As COVID-19 cases fall and vaccines proliferate, the brisk oil price action is likely driven by the growing pull of demand, compounded by supply constrictions. On top of that, the U.S. dollar weakened Jan. 24, unleashing a trifecta of upward pressure on oil prices.

U.S. petroleum demand is recovering, as measured by total domestic petroleum deliveries of 19.7 million barrels per day in January - just 1.2% below demand for the same month in 2020, according to the latest monthly statistical report by the American Petroleum Institute.

US supply drops

Meanwhile, supply has taken a hit.

40 million barrels of February oil production, mostly Permian Basin oil, has been lost to the weather and 5% of wells that went offline may never come back, Ben Luckock, Trafigura Group co-head of oil trading said on Bloomberg Television Feb. 22, adding that refined products faced a similar lost output.

The market is likely underestimating the impact, he said.

“We have a strong market going into summer,” Luckock said. “We’re certainly very bullish most of the world is getting out of lockdowns this summer. So, this market has been given an impetus given the events in Texas.”

Goldman Sachs Group Inc. said it expects Brent to reach $75 per barrel as consumption continues to recover faster than supply.

Morgan Stanley also boosted its outlook, calling for perhaps the tightest quarter in oil markets since 2000.

The global trading arm of the government-controlled State Oil Company of Azerbaijan Republic, Socar Trading, anticipates oil will hit $80 per barrel in 2021.

“I will not be surprised if we see $80 a barrel in summer or before year-end and above $100 a barrel in the next 18 to 24 months,” Hayal Ahmadzada, Socar chief trading officer, told Bloomberg Feb. 22.

Ahmadzada said steel price spikes will hinder oil services contractors’ ability to build pipes, wells and other infrastructure needed to bring back production on time and on budget.

“We may see a shake-out in that industry, due to very high steel prices,” he said.

The Federal Reserve Bank of Dallas thinks that higher prices won’t immediately move the needle for U.S. oil production in 2021 as producers focus on cash flow and returning capital to shareholders to win back investors’ trust following the pandemic-related price crash.

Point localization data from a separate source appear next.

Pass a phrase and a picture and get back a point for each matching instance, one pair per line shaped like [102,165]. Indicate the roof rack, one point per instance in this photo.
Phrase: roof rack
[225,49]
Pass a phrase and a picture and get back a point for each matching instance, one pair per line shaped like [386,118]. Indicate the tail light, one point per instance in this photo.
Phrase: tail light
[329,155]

Public companies are reluctant to increase drilling expenditures while the pandemic outcome remains uncertain, Dallas Fed economist Kunal Patel told the International Energy Forum Feb. 22.

At recent prices over $60 per barrel, U.S. oil producers can drill profitably but most will hold off committing capital to drilling until assured that the price rebound is sustainable, Patel said, adding that he and his colleagues expect 2021 U.S. production will be “roughly flat” with 2020 levels - around 11 million bpd.

March 4 meeting

The Organization of the Petroleum Exporting Countries and its affiliated producing countries will hold the OPEC and non-OPEC Ministerial Meeting March 4 by teleconference to decide whether to restore 500,000 bpd of the 7 million bpd of oil production the group is currently withholding from the market.

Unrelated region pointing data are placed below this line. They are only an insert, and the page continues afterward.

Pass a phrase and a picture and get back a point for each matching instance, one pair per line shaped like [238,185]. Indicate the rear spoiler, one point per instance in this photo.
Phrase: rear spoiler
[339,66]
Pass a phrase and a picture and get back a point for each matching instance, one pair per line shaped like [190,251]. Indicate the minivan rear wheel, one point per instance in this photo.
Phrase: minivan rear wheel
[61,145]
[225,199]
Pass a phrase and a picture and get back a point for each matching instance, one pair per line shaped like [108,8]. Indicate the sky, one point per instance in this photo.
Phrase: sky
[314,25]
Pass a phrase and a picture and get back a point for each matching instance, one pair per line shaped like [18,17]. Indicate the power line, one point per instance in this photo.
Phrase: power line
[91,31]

OPEC+ had agreed on a schedule to gradually restore production in 2021, but it dialed back the scheduled increase in January as new lockdowns threatened oil price recovery.

The March 4 meeting takes on extra importance as Saudi Arabia decides the fate of its voluntary unilateral oil production cut of 1 million bpd in February and March.

While OPEC says compliance with the group’s agreed reductions has been exemplary, some countries are impatient to increase production.

The possibility that all or part of the Saudi production cut might be extended into April could provide the Saudis with extra leverage in negotiations over the actions of the group.